Mary saw tears forming in the eyes of her bewildered friend. 

“Please, no,”  she said, and grabbed Ricci’s wrist. 

“Why are you touching me?”  growled Ricci. 

“Don’t you have a conscience, for God’s sake?”  she asked.  “He’s had such a hard life.  He’ll be lost without me and I’ll be lost without him.” 

“That’s nice,”  said Ricci, and he blinked only once, his eyelids moving like the curtain coming down at the close of a scene,  “but I do what I’m told.  You spied on Mr. Chirac, you understand?” 

“Can’t you cheat the devil just once?  Don’t you have a heart?  Take both of us or neither of us.  Please.” 

Ricci looked at her then looked back at Edgar. 

“He’s breathing, you’re breathing,”  he said to Mary.  “What more do you want?” 

“I’ll stop you,”  she said. 

Ricci looked down at her, smiled, and shook his head.  “You sound like my mother,”  he said.  “She died while I was in prison.” 

“You’re mother wouldn’t want you to do this.” 

“You’re not my mother.  She’s dead.  How do you know what she’d want?” 

“She’d want you to cheat the devil at least once in your life you coward.” 

Ricci turned and walked back down the hall.  

“I’ll be back later,” said Ricci over his shoulder. 

Mary began to cry. 

Mary woke with a start and trying to remember where she was.  She was sitting up, she realized.  She was in her wheelchair, parked outside of the door to Edgar’s room.   

The clock on the wall read eleven fifty five.  The nursing home staff had allowed her to wait outside of  Edgar’s room.  She was about to turn to check on Edgar when she saw that Ricci was pushing a wheelchair down the empty corridor toward the door to Mr. Chirac’s office.  Somehow she had slept through him taking Edgar. 

“No,”  she pleaded, but Ricci kept moving.   

He did not even look back. 

Mary spun the wheelchair around to follow after him and pulled the rubber wheels around hard. 

I can catch him.  He’s just walking.  I can catch him. 

But Ricci had a head start.  His broad shoulders and chest obscured most of the chair, but Mary knew that it was not empty. 

“Don’t you dare,”  she called as she moved down the hallway after them. 

Ricci was already at the door.  He knocked three times. 

Mary was close enough that she heard a silken voice from within say,  “Come in, my friend.” 
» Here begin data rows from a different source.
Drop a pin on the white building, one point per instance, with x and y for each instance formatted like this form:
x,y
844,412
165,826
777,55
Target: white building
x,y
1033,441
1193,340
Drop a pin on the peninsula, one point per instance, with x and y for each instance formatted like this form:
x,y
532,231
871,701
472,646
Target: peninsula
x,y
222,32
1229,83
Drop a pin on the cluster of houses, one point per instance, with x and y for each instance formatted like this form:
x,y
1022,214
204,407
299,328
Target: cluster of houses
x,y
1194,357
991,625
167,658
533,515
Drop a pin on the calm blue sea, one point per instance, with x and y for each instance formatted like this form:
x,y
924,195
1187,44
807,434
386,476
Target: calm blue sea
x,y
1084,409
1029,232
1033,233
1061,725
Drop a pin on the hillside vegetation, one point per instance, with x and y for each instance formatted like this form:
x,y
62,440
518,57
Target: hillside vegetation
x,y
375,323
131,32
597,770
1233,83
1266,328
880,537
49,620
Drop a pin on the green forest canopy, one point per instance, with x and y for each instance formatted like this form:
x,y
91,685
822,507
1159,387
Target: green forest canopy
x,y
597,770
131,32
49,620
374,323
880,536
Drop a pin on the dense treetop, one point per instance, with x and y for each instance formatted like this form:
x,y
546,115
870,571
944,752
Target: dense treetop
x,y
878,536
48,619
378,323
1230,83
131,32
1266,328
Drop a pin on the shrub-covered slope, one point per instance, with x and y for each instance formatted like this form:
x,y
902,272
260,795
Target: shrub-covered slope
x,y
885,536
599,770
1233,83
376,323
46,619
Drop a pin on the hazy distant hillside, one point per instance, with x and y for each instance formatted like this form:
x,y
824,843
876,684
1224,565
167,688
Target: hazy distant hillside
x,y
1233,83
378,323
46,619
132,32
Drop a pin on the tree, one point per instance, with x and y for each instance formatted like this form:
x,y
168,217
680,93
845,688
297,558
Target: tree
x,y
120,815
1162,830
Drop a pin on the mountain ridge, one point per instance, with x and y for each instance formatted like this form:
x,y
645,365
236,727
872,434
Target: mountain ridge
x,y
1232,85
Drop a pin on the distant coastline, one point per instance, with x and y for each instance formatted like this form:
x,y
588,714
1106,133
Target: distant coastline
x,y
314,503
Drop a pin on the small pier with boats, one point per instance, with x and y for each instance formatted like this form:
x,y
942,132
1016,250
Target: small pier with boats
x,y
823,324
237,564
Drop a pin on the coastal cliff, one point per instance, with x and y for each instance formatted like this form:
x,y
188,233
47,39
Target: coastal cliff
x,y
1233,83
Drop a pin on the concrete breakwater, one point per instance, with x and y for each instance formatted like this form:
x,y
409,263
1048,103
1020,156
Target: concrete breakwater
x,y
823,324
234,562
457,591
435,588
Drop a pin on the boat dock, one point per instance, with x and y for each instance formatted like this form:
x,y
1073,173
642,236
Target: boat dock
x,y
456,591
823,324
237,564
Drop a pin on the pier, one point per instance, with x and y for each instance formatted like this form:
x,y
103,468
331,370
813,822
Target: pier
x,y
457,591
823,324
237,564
Ricci turned the handle as Mary came to within a few feet of him.  She would force herself in before he could close the door.  She and Edgar would go together. 
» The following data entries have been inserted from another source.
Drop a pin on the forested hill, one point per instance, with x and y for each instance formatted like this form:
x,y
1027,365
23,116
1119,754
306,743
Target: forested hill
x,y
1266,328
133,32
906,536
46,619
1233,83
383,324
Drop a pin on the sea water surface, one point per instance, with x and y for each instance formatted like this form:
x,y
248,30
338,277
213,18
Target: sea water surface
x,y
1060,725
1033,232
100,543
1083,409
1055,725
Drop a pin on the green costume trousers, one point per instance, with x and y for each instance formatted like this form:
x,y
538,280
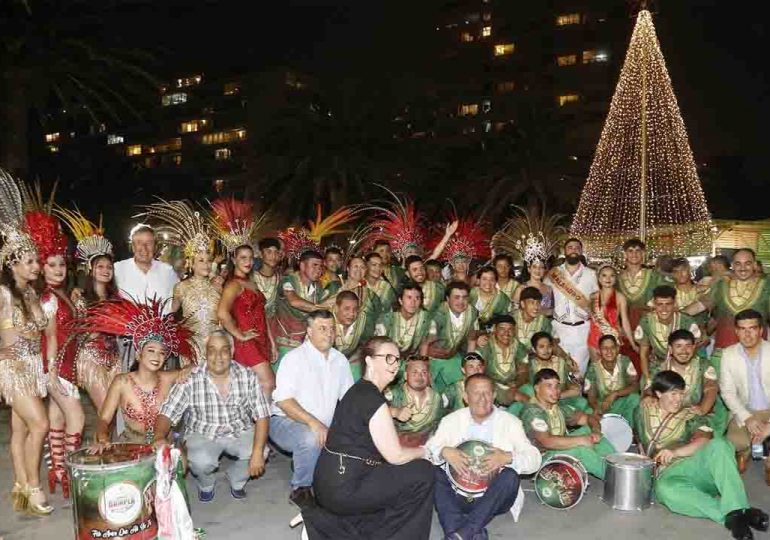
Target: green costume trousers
x,y
706,484
445,372
591,458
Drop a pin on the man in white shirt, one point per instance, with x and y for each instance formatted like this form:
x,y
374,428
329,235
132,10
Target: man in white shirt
x,y
143,277
572,284
744,381
310,381
463,516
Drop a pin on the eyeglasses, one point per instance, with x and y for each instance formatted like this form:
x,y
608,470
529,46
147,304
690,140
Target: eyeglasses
x,y
390,359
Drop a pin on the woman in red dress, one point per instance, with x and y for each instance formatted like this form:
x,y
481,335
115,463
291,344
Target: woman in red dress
x,y
609,312
242,313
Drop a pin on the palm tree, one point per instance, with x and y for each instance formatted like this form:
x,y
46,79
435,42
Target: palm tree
x,y
46,61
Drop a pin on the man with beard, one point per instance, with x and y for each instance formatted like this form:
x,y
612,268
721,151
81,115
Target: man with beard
x,y
432,291
572,283
354,327
415,406
655,327
452,334
299,293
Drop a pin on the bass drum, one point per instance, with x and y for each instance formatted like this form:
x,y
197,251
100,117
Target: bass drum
x,y
617,431
476,483
561,482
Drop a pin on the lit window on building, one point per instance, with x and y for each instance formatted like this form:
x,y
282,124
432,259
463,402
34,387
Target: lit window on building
x,y
174,99
222,154
232,89
192,80
593,56
567,19
505,87
504,49
221,137
192,126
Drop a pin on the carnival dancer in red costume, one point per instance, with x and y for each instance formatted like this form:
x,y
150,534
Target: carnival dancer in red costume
x,y
65,412
242,306
97,361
Ricci turned his head and the look he gave her stopped her cold.  She grasped the wheels and stopped her forward motion. 

Ricci looked down at the man in the wheelchair. 

Mary followed his glance and saw that it was Havier.   

She looked up at Ricci, her eyes wide.   

Ricci winked at her, pushed Havier inside, and was closing the door behind him when Mary heard that liquid accented voice say,  “Ah, Ricci, my friend, are we thinking for ourselves now?”